Ey âhiretini düşünen hasta!
Hastalıklar, sabun gibidir,
Günahların kirlerini yıkar, eritir.
Hastalıklar büyük günahlara keffarettir bil.
Hem hadiste vardır ki, “Ermiş ağacı silkmekle nasıl meyveleri düşer;
İmanlı bir hastanın titremesi de öyle günahları silker.”
Günahlar, hayat-ı ebediyede daimî hastalıklardır;
Onların bu dünyada iken gitmesi haktır.
Bu hayat-ı dünyeviyede dahi günahlar,
Kalb, vicdan, ruh için mânevî hastalıklardır.
Sen eğer sabredip şekvâ etmezsen,
Şu muvakkat bir hastalıkla
Daimî pek çok hastalıklardan kurtulacaksın.

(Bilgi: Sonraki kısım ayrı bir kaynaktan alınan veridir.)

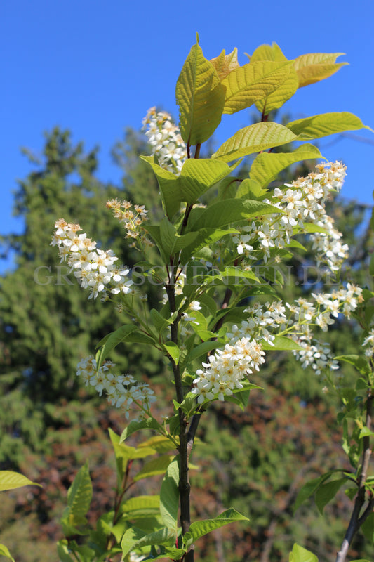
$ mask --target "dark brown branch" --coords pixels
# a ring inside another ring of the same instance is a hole
[[[371,391],[369,391],[368,393],[368,400],[366,402],[366,427],[371,429],[371,416],[373,408],[373,396]],[[349,546],[352,542],[354,535],[357,532],[361,525],[365,521],[367,517],[370,515],[373,510],[374,505],[374,499],[370,498],[368,504],[363,511],[363,514],[360,517],[360,513],[366,502],[366,488],[365,483],[368,476],[368,469],[369,467],[370,459],[371,457],[371,449],[370,447],[370,436],[366,436],[363,438],[363,451],[362,453],[362,466],[361,474],[359,477],[359,491],[354,500],[354,505],[353,511],[348,524],[347,532],[344,537],[343,542],[340,547],[340,550],[338,552],[335,562],[345,562]]]

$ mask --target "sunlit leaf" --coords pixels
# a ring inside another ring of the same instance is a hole
[[[253,160],[250,176],[262,187],[265,187],[277,177],[279,172],[290,164],[322,157],[316,146],[310,144],[302,145],[293,152],[262,152]]]
[[[203,143],[220,123],[225,88],[199,45],[194,45],[183,65],[175,95],[183,140],[189,145]]]
[[[322,113],[311,117],[299,119],[287,124],[287,127],[298,136],[298,140],[310,140],[321,138],[345,131],[356,131],[358,129],[369,129],[353,113]]]
[[[178,529],[179,507],[179,465],[178,457],[168,466],[162,481],[160,492],[160,513],[163,524],[175,534]]]
[[[299,79],[299,88],[319,82],[335,74],[348,63],[335,61],[345,53],[310,53],[295,59],[294,66]]]
[[[223,112],[236,113],[269,96],[289,75],[292,64],[259,60],[232,70],[222,81],[226,89]]]
[[[183,537],[183,544],[188,547],[200,537],[203,537],[204,535],[207,535],[215,529],[219,529],[225,525],[236,521],[249,521],[249,519],[235,509],[230,508],[218,515],[214,519],[194,521],[191,523],[188,532],[186,532]]]
[[[215,68],[220,80],[223,80],[232,70],[240,66],[238,63],[238,49],[235,47],[229,55],[223,49],[219,56],[211,59],[211,63]]]
[[[290,552],[288,561],[289,562],[318,562],[318,558],[312,552],[295,543],[292,552]]]
[[[248,154],[291,143],[298,136],[290,130],[289,124],[285,127],[279,123],[267,122],[241,129],[221,145],[212,157],[227,162]]]
[[[20,474],[19,472],[13,472],[11,470],[0,471],[0,492],[29,485],[40,486],[41,485],[37,484],[36,482],[32,482],[31,480],[24,476],[23,474]]]

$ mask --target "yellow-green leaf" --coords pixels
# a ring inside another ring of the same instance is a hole
[[[236,113],[274,92],[287,78],[292,62],[259,60],[236,68],[222,81],[224,113]]]
[[[11,556],[11,553],[9,552],[5,544],[0,544],[0,554],[2,556],[6,556],[6,558],[8,558],[11,560],[13,560],[13,562],[15,562],[13,557]]]
[[[203,143],[221,122],[225,89],[214,65],[194,45],[177,81],[180,133],[189,145]]]
[[[299,79],[299,88],[328,78],[348,63],[335,63],[345,53],[310,53],[295,59],[294,66]]]
[[[248,56],[251,63],[255,63],[256,60],[287,60],[276,43],[272,43],[271,45],[260,45],[251,57]]]
[[[289,127],[279,123],[255,123],[238,131],[221,145],[213,157],[227,162],[296,139],[296,134]]]
[[[355,131],[357,129],[368,129],[362,121],[353,113],[322,113],[311,117],[299,119],[287,124],[287,127],[298,136],[298,140],[310,140],[323,136],[342,133],[345,131]]]
[[[291,164],[322,157],[318,148],[310,144],[302,145],[293,152],[262,152],[253,160],[250,177],[263,188],[268,185],[280,171]]]
[[[238,49],[235,47],[232,53],[229,55],[227,55],[223,49],[219,56],[211,59],[211,63],[217,70],[220,80],[223,80],[232,70],[240,66],[238,63]]]
[[[194,203],[212,185],[230,173],[222,162],[209,159],[190,158],[186,160],[180,176],[180,197],[182,201]]]
[[[36,484],[36,482],[32,482],[19,472],[13,472],[11,470],[0,471],[0,492],[29,485],[40,486],[41,485]]]
[[[263,100],[256,102],[256,107],[261,113],[268,115],[271,111],[281,107],[292,98],[299,86],[299,79],[296,71],[290,67],[289,74],[286,80],[272,93]]]

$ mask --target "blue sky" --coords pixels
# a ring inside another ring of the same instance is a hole
[[[310,7],[308,7],[310,6]],[[141,126],[149,107],[178,115],[175,81],[199,32],[205,56],[238,47],[247,62],[276,41],[288,58],[345,53],[331,78],[300,90],[284,106],[293,119],[349,111],[374,129],[374,1],[300,0],[12,0],[0,10],[3,157],[0,234],[21,232],[11,217],[12,190],[31,168],[21,146],[41,150],[43,131],[69,129],[87,150],[100,146],[99,177],[117,181],[109,152],[125,127]],[[219,144],[250,123],[252,109],[225,116]],[[370,204],[374,134],[321,139],[322,153],[347,166],[342,195]]]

Eğer günahları düşünmüyorsan,
Yahut âhireti bilmiyorsan,
Veya tanımıyorsan Allah’ı
Sende öyle dehşetli bir hastalık var ki,
O musibetle belki ebedi yanacaksın.
İtaatsizlik
Milyon defa sendeki bu küçük hastalıktan daha büyüktür;
Ondan feryad et, sığın Allah’a.
Çünkü, bütün dünyanın mevcudatıyla
Kalbin, ruhun ve nefsin alâkadardır.
Mütemadiyen firak ve zeval ile o alâkalar kesilip,
Sende hadsiz yaralar açılır.
Bahusus âhireti bilmediğin,
Ölümü idam-ı ebedî tahayyül ettiğin için,
Her şey sana bardır.
Adeta, güya yara bere içinde,
Dünya kadar hastalıklı bir vücudun vardır.
Biricik annemin sabırla tahammül ettiği hastalık imtihanında sabır müdavimi olması temennisi ile tüm hasta annelere ve musibetzedelere Şafi-i Hakikîden hayırlı ve sabırlı şifalar niyaz ederiz.